Supporting saving

The Government's attitude to our failing banks has created terrible negative effects.

The bail-outs have created massive "moral hazard", where bankers believe they can now take even bigger risks (and bonuses) than before, safe in the knowledge that the Government will bail them out if they get it wrong. Our mainstream politicians claim to be appalled, but this is a direct result of insulating bankers and their bond-holders from the consequences of their imprudence - an approach that all the mainstream parties supported.

The collateral damage from the bail-outs has been to perpetuate banks' beliefs that they can raise funds most cheaply in the money markets rather than from savers - another reason why savers get such a bad deal from banks at exactly the time that we want people to save more and when money would otherwise be scarce and savers would be able to demand much higher rates of interest.

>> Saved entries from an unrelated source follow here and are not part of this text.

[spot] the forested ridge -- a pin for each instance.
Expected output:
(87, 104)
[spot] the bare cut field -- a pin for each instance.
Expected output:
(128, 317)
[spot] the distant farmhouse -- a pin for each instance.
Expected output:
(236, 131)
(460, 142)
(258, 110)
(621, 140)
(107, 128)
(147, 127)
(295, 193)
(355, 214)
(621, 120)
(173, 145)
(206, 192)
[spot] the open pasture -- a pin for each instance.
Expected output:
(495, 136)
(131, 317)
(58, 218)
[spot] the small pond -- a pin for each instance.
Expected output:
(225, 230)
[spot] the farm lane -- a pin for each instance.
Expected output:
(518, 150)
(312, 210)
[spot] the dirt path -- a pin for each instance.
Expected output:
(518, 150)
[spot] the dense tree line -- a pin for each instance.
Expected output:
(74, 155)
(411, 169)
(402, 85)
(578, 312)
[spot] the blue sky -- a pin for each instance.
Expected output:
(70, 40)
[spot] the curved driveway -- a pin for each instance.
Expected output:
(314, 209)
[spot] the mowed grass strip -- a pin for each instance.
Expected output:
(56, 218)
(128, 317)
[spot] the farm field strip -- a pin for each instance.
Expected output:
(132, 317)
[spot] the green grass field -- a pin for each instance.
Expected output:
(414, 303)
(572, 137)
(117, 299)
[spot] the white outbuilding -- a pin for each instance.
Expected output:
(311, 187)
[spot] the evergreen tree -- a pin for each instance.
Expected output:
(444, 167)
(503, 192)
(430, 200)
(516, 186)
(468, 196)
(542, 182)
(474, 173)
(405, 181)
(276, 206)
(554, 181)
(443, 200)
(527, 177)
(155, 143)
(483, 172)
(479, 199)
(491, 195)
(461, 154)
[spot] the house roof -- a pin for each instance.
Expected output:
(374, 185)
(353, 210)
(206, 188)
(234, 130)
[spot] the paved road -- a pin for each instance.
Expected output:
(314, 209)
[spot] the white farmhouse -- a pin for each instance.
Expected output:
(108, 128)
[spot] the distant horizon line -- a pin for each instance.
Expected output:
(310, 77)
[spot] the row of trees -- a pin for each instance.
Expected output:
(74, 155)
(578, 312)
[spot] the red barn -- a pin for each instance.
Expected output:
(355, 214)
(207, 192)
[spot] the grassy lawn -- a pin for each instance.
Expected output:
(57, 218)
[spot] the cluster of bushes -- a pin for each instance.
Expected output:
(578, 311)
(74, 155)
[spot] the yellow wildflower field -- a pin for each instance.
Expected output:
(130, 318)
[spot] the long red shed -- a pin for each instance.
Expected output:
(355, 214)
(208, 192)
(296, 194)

We would take a different approach to troubled banks - we wouldn't bail them out, but we would give legal priority to the repayment of savers' accounts. As savings' accounts only represent a fraction of a banks' liabilities, and insolvent institutions usually have sufficient assets to cover a decent proportion of their liabilities, this would achieve two beneficial effects: (1) it would give savers confidence that they would be repaid, reducing the risk of runs on a bank and encouraging people to save, and (2) it would increase the risk of default on other providers of funds to banks, which would increase the cost of raising money this way, and thereby increase the interest that banks would be willing to pay for their main alternative source of funding - savings accounts.